Shaker_coverA second child is born.

The youngest Tudor, Robert Devereux, was born in November 1567 as planned, a handsome, dark-eyed lad with curly dark blonde hair, who resembled his brother Francis as well as his mother. Elizabeth lived up to her promise, lending Walter Devereux £10,000 and furthering his career, but somehow Devereux never received as much as he had hoped. At an early age Robert showed the characteristics that would be his trademarks throughout his life, a short temper and an untameable thirst for daring adventure. Nasty rumours continued to circulate about the Queen, her secret marriage to Leicester and their two offspring. Even though it was a treasonable offence to say anything that could not be proven in public, the rumours persisted. When Robert was about two years old, Sir William Cecil requested a meeting to discuss the matter.
“Your Majesty,” opened Cecil, “the number of persons aware of your relationship with Leicester and the two boys seems to be on the increase. I have here the latest report, a man by the name of Marsham who has alleged in a Norfolk Court, quote, ‘My Lord Leicester had two children by the Queen’. Madam, I do not know from where he has the information, but this is treasonable by law, if not provable. The question is what penalty, if any, would be appropriate?”
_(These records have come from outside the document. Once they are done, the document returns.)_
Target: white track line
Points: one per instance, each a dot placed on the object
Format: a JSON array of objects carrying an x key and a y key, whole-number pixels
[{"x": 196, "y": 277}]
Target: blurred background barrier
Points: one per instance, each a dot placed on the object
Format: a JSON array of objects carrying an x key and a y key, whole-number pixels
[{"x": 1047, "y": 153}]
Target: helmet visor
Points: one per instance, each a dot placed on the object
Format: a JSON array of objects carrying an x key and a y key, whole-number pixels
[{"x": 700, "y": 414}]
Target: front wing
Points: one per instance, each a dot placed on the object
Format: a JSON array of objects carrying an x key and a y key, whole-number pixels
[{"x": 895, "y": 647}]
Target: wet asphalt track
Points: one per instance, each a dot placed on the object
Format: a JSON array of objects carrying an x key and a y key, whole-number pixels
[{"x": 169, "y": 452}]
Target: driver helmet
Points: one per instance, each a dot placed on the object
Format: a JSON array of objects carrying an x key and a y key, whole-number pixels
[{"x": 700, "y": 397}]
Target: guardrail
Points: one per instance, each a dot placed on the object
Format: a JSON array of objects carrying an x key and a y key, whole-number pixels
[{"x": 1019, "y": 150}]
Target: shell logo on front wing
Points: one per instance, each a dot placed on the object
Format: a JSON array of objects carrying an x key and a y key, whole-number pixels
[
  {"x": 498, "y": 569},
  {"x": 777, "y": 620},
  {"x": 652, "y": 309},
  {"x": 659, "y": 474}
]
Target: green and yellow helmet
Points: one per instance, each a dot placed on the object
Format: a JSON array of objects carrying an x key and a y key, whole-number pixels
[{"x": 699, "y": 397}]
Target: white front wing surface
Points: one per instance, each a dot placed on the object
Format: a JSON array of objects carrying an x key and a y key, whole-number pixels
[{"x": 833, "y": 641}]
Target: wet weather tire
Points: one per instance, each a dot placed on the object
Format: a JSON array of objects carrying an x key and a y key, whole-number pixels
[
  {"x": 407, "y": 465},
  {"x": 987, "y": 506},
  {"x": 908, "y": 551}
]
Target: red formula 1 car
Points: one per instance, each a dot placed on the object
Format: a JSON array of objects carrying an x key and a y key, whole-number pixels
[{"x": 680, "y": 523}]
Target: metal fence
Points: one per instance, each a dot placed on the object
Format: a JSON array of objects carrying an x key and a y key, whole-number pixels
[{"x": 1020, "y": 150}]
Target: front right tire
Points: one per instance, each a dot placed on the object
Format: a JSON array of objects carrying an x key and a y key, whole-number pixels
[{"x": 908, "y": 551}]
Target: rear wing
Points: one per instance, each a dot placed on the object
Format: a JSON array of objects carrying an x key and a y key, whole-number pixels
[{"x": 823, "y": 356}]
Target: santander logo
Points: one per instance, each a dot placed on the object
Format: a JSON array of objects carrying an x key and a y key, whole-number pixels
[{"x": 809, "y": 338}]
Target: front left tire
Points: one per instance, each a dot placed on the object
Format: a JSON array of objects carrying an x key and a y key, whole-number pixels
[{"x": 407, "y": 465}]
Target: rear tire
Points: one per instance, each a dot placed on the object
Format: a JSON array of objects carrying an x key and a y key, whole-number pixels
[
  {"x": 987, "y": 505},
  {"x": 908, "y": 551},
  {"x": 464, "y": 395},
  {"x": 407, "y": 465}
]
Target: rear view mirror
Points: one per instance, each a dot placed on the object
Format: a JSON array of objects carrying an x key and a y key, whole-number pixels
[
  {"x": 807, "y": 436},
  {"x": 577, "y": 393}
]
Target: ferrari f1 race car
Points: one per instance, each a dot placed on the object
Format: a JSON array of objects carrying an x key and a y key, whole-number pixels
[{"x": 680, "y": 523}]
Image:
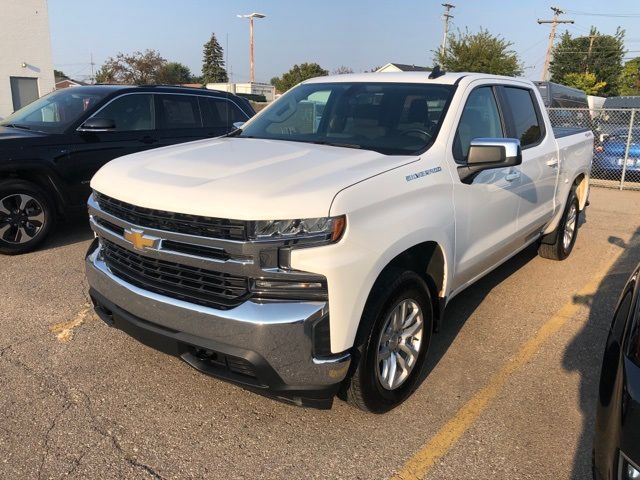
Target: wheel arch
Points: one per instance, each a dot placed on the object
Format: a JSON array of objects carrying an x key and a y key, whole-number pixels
[
  {"x": 428, "y": 259},
  {"x": 40, "y": 177}
]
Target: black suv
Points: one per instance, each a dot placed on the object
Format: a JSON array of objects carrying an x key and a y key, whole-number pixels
[{"x": 50, "y": 149}]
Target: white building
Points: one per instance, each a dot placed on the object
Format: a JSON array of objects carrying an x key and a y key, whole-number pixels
[
  {"x": 269, "y": 91},
  {"x": 26, "y": 66},
  {"x": 402, "y": 67}
]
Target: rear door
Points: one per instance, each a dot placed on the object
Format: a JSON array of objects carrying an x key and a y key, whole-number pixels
[
  {"x": 178, "y": 118},
  {"x": 486, "y": 210},
  {"x": 539, "y": 170},
  {"x": 219, "y": 114}
]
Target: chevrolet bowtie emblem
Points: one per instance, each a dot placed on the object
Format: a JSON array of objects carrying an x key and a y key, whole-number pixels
[{"x": 139, "y": 240}]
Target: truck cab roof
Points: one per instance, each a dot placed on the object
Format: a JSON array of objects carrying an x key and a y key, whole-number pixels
[{"x": 448, "y": 78}]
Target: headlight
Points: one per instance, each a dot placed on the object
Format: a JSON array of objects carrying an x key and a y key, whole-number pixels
[{"x": 324, "y": 229}]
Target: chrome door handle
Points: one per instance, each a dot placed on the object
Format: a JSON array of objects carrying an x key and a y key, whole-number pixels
[{"x": 510, "y": 177}]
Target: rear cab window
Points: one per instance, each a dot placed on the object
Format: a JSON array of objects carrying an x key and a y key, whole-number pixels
[
  {"x": 526, "y": 122},
  {"x": 220, "y": 112}
]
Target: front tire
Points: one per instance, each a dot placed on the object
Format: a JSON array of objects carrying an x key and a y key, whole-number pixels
[
  {"x": 390, "y": 357},
  {"x": 565, "y": 234},
  {"x": 26, "y": 217}
]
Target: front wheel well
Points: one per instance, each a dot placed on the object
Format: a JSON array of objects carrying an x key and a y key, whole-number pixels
[
  {"x": 427, "y": 260},
  {"x": 39, "y": 179}
]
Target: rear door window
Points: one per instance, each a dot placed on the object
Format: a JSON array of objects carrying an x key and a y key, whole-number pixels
[
  {"x": 130, "y": 112},
  {"x": 178, "y": 112},
  {"x": 220, "y": 112},
  {"x": 526, "y": 123}
]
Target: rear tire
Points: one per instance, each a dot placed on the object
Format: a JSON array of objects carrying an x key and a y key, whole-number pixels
[
  {"x": 390, "y": 356},
  {"x": 566, "y": 232},
  {"x": 26, "y": 216}
]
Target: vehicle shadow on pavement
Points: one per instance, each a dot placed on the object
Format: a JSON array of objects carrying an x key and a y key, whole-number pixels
[
  {"x": 584, "y": 353},
  {"x": 68, "y": 233},
  {"x": 463, "y": 306}
]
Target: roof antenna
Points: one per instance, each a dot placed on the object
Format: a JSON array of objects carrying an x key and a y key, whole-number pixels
[{"x": 436, "y": 72}]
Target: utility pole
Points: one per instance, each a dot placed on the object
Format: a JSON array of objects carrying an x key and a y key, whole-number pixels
[
  {"x": 252, "y": 64},
  {"x": 93, "y": 77},
  {"x": 552, "y": 36},
  {"x": 592, "y": 37},
  {"x": 446, "y": 16}
]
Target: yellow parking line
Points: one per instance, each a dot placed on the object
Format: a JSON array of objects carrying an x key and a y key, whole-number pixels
[{"x": 419, "y": 465}]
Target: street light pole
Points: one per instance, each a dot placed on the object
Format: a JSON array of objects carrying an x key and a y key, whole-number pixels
[{"x": 252, "y": 63}]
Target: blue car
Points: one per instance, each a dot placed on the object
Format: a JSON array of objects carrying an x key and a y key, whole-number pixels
[{"x": 609, "y": 157}]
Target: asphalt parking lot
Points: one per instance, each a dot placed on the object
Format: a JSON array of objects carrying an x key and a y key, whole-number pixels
[{"x": 510, "y": 394}]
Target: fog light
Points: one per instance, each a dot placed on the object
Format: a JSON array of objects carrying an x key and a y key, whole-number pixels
[
  {"x": 268, "y": 284},
  {"x": 629, "y": 471}
]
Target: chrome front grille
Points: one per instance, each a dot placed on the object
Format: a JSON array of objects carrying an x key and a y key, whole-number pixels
[
  {"x": 215, "y": 272},
  {"x": 207, "y": 227},
  {"x": 183, "y": 282}
]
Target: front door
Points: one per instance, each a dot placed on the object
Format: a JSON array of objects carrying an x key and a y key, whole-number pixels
[
  {"x": 134, "y": 118},
  {"x": 539, "y": 169},
  {"x": 486, "y": 209}
]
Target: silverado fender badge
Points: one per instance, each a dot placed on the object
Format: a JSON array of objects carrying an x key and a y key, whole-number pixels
[
  {"x": 139, "y": 240},
  {"x": 423, "y": 173}
]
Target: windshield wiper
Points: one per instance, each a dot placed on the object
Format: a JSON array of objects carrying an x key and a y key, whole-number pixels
[
  {"x": 15, "y": 125},
  {"x": 334, "y": 144},
  {"x": 234, "y": 133}
]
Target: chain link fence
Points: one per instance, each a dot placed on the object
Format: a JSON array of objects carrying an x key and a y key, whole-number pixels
[{"x": 616, "y": 155}]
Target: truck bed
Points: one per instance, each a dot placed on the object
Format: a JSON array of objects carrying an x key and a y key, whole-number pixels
[{"x": 560, "y": 132}]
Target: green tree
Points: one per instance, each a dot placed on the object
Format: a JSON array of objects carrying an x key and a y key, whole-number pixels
[
  {"x": 571, "y": 55},
  {"x": 297, "y": 74},
  {"x": 587, "y": 82},
  {"x": 137, "y": 68},
  {"x": 213, "y": 69},
  {"x": 59, "y": 75},
  {"x": 630, "y": 78},
  {"x": 479, "y": 52},
  {"x": 341, "y": 70},
  {"x": 173, "y": 73}
]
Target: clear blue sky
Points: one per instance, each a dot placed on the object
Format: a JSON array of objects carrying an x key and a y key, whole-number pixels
[{"x": 356, "y": 33}]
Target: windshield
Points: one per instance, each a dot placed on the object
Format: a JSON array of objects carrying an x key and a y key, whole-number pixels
[
  {"x": 390, "y": 118},
  {"x": 53, "y": 113}
]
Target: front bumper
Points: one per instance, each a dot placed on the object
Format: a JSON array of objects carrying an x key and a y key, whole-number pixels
[{"x": 264, "y": 346}]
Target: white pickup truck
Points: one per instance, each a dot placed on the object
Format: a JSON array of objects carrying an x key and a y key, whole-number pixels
[{"x": 313, "y": 251}]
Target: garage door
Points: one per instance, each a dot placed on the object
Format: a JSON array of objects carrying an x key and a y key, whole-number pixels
[{"x": 24, "y": 90}]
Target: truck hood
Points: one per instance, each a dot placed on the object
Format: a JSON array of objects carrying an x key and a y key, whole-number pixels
[
  {"x": 241, "y": 178},
  {"x": 17, "y": 134}
]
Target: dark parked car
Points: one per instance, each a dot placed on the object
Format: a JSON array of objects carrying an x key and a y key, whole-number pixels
[
  {"x": 617, "y": 436},
  {"x": 50, "y": 149},
  {"x": 609, "y": 156}
]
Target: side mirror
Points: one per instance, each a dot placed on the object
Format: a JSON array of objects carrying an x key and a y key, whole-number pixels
[
  {"x": 490, "y": 153},
  {"x": 97, "y": 125}
]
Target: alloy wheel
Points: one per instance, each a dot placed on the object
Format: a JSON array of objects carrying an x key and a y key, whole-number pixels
[
  {"x": 399, "y": 344},
  {"x": 21, "y": 218}
]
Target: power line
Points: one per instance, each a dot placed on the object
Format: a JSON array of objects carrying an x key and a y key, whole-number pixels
[
  {"x": 552, "y": 36},
  {"x": 616, "y": 15}
]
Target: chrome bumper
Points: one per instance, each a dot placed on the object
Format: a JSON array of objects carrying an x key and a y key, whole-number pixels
[{"x": 277, "y": 332}]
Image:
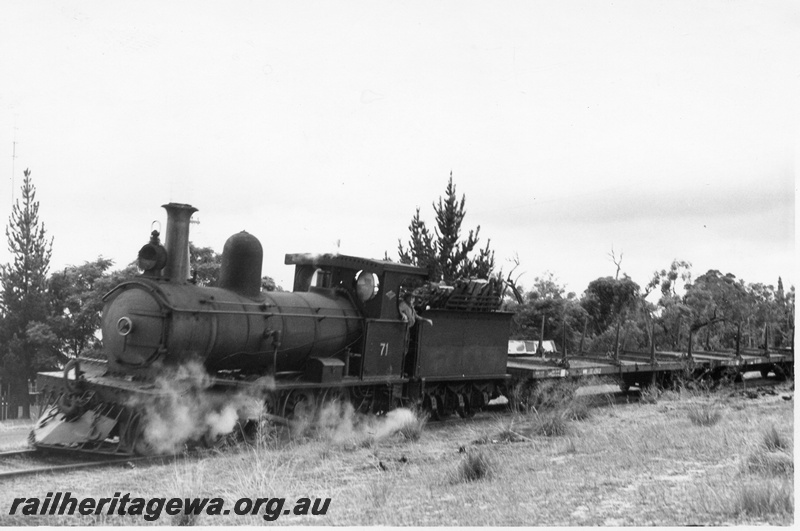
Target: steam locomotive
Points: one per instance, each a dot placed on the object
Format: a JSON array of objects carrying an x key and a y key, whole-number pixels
[{"x": 337, "y": 335}]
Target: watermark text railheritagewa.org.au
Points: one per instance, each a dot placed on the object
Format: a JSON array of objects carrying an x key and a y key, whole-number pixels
[{"x": 63, "y": 503}]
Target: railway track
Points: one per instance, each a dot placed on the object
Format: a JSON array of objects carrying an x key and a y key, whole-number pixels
[
  {"x": 26, "y": 462},
  {"x": 30, "y": 462}
]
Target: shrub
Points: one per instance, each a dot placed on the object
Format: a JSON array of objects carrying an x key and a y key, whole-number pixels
[{"x": 704, "y": 415}]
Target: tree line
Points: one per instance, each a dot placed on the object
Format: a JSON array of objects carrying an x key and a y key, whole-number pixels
[{"x": 48, "y": 318}]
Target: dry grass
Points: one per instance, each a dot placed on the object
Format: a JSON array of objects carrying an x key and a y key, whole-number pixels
[
  {"x": 626, "y": 465},
  {"x": 704, "y": 414},
  {"x": 765, "y": 499},
  {"x": 474, "y": 466}
]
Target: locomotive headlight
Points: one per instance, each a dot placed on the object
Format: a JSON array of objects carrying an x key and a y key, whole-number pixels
[
  {"x": 124, "y": 326},
  {"x": 366, "y": 285}
]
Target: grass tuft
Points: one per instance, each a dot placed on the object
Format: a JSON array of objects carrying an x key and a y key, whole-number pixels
[
  {"x": 649, "y": 394},
  {"x": 412, "y": 428},
  {"x": 773, "y": 440},
  {"x": 474, "y": 466},
  {"x": 550, "y": 424},
  {"x": 770, "y": 463},
  {"x": 765, "y": 498},
  {"x": 704, "y": 414}
]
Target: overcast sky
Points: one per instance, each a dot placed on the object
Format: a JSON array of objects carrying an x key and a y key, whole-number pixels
[{"x": 665, "y": 129}]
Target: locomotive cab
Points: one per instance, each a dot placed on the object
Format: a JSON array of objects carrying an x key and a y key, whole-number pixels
[{"x": 374, "y": 286}]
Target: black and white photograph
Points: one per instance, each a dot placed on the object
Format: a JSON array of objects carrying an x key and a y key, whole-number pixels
[{"x": 405, "y": 263}]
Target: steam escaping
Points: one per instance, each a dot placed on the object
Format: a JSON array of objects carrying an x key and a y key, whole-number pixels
[
  {"x": 339, "y": 422},
  {"x": 182, "y": 409}
]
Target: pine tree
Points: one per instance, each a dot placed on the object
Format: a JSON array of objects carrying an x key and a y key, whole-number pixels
[
  {"x": 23, "y": 299},
  {"x": 443, "y": 253}
]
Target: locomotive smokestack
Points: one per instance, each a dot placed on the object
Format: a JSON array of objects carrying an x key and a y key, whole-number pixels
[
  {"x": 177, "y": 241},
  {"x": 240, "y": 270}
]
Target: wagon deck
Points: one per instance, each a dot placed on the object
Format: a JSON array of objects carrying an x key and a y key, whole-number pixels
[{"x": 637, "y": 368}]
“Send him to the Tower, like that Mother Dowe person. Why do you ask?” replied a clearly annoyed Queen.
“Because Madam, you may want to consider the consequences to yourself should you ever change your mind about recognising Francis and Robert. Do you see the problem? It could bounce back on you. Which brings me to a related issue. Parliament is now preparing to amend the Succession Act. The new Act would make it a penal offence to speak of a successor to the Queen other than the ‘lawful issue of her body’.”
“Lawful issue? Why?” said Elizabeth, obviously surprised. “Is this an attempt to block Francis, Sir William?” asked the Queen indignantly.
“Not necessarily, Madam. A number of the members simply want more clarity. They would like to make the succession clearer to avoid civil war. They would prefer you to marry a foreign prince, of course. Leicester does not have many supporters there,” said Cecil, who considered Leicester a potential disaster for the Queen.
“But how is ‘lawful’ defined? According to Lord Bacon, the legal case for Francis is not at all clear, while the case for Robert is better. Sir William, it seems to me this wording does not make things clearer at all for me, but rather muddier. I would like to keep all possibilities open regarding Francis and Robert. Who can tell what the future may bring? No. That wording is not acceptable. I insist on the phrase ‘natural issue’ rather than ‘lawful issue’. Then there can be no dispute. And the choice will be mine alone.”
Cecil nodded respectfully. “Very clever, Your Majesty. I see your point, and will convey it to the commons. However, if you have any intention of going public with your marriage to Leicester and the existence of two potential successors to the throne in the foreseeable future, then you had rather tread carefully with people like Mr. Marsham,” he warned.
“I have no such plans for the foreseeable future. The more distant future is another matter. Have his ears cut off,” said Elizabeth, getting annoyed with his interference.
“That would still be considered barbaric in some quarters if it should become public knowledge that he was telling the truth. Madam, he is not an enemy of the state, after all.”
“My dear Cecil, have you considered what the reaction might be if I were too lenient. People might then say it is because the rumour is true. Is that not so, Cecil?” asked the Queen curtly.
Cecil took a deep breath, “I get your point, Madam.”
“So cut off his ears and charge him one hundred pounds as well,” concluded the Queen. “And that is final.”
“Very well, Your Majesty,” said Cecil, who bowed and made his exit.